In 1962, a meteorologist at MIT by the name of Edward Lorenz was performing a similar kind of analysis when he observed behavior that was more complicated than periodic motion or even quasiperiodic motion. The strange trends that he observed were one of the earliest known examples of mathematical chaos. Using previous derivations done by meteorologist Barry Saltzman, Lorenz had found a low-dimensional model of convection in the Earth’s atmosphere that only involved three scalar variables: x, y, and z. The quantity x was related to the intensity of convection, while y was related to the temperature difference between ascending and descending currents of air, and z quantified the nonlinearity of the vertical temperature distribution. This nonlinear model looked like
dx/dt = σ(y-x)
dy/dt = x(ρ – z) – y
dz/dt = xy – βz,
and he had his assistants simulate the evolution of x, y, and z on an old-fashioned computer that took up an entire room. When his assistants started re-running simulations that started at just slightly different initial conditions, they were surprised to find that the results quickly became wildly different. This observation flew in the face of previous intuition, which suggested that trajectories starting close together in a deterministic system should stay close together. Upon further investigation, it became apparent that the equations not only had sensitive dependence on initial conditions, but also that trajectories traced out a coherent, 2.06-dimensional object (now known as a strange attractor) that formed the centerpiece of the dynamics. Aside from having a non-integer dimension, this attractor possessed a dense periodic orbit and exhibited topological transitivity. By dense periodic orbit, we mean that there was a solution trajectory that was periodic but got arbitrarily close to all points on the attractor. By topological transitivity, we mean that given any open neighborhood on the attractor, there was a solution trajectory that started from that neighborhood and passed through all other neighborhoods on the attractor. If we painted the attractor with imaginary fluid of many different colors, then this topological transitivity condition would cause the fluid to mix together, and all of the colors to blend.

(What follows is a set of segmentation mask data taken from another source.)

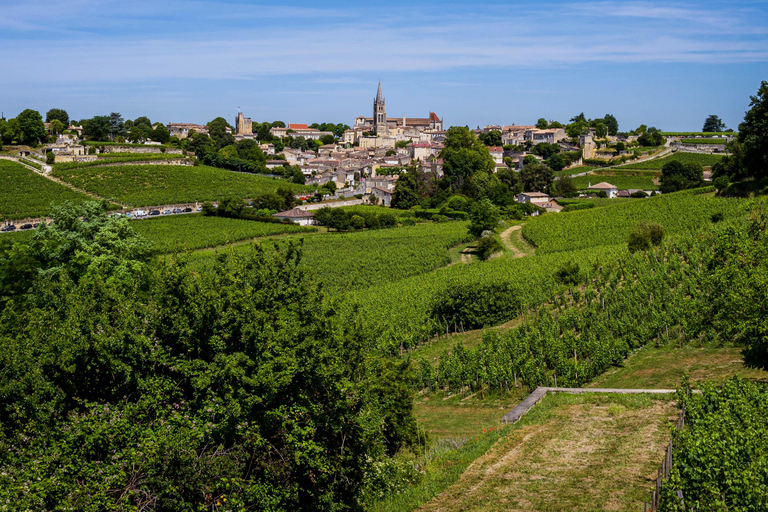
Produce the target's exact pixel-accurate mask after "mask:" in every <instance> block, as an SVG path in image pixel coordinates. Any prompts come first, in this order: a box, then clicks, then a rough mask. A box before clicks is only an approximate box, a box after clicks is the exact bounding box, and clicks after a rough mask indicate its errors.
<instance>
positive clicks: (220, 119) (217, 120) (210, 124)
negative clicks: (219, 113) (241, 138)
mask: <svg viewBox="0 0 768 512" xmlns="http://www.w3.org/2000/svg"><path fill="white" fill-rule="evenodd" d="M227 128H229V129H230V130H231V129H232V126H231V125H230V124H229V123H228V122H227V120H226V119H224V118H223V117H217V118H216V119H214V120H213V121H211V122H209V123H208V135H209V136H210V137H211V140H212V141H213V142H214V143H215V144H216V149H221V148H223V147H225V146H229V145H230V144H234V143H235V138H234V137H233V136H232V134H231V133H227Z"/></svg>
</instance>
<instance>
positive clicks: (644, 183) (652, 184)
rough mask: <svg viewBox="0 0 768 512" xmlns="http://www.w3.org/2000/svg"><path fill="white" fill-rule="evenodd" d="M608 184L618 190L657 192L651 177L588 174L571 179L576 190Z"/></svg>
mask: <svg viewBox="0 0 768 512" xmlns="http://www.w3.org/2000/svg"><path fill="white" fill-rule="evenodd" d="M603 181H605V182H608V183H610V184H611V185H615V186H616V187H617V188H618V189H619V190H626V189H630V188H639V189H642V190H658V188H659V186H658V185H656V184H655V183H653V178H652V177H651V176H623V175H621V174H620V173H613V174H612V175H607V176H606V175H603V174H589V175H587V176H577V177H576V178H573V184H574V185H575V186H576V188H578V189H587V188H589V186H590V184H592V185H597V184H598V183H601V182H603Z"/></svg>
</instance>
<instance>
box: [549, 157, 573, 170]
mask: <svg viewBox="0 0 768 512" xmlns="http://www.w3.org/2000/svg"><path fill="white" fill-rule="evenodd" d="M547 165H549V167H550V168H551V169H552V170H553V171H562V170H563V169H565V166H566V165H568V162H566V160H565V157H564V156H563V155H552V156H551V157H550V158H549V160H547Z"/></svg>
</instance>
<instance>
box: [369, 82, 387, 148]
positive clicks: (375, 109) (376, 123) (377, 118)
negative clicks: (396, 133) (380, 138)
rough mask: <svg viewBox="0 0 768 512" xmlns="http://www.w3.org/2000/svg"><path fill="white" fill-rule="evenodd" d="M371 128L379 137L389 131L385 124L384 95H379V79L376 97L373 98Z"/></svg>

This type of behavior has defined what a chaotic system is, and Lorenz’s discovery has inspired decades of research on how to better understand chaotic dynamics. For two excellent introductions to the subject that provide a precise definition of chaos with all of the mathematical terminology, I recommend Steven Strogatz’s Nonlinear Dynamics and Chaos and Guckenheimer and Holmes’ Nonlinear Oscillations, Dynamical Systems, and Bifurcations of Vector Fields. Since the time of Lorenz’ discovery, it has become apparent that chaos appears frequently across math and science. Examples include turbulent fluid flows, the double pendulum, the human bloodstream, and numerical schemes such as the Newton-Raphson Method. Therefore, it has become important for engineers to study this math and learn how to work with it when modeling complex systems.
In future blog posts, I look forward to discussing chaos and its associated derivations in more detail. Until then, please take care.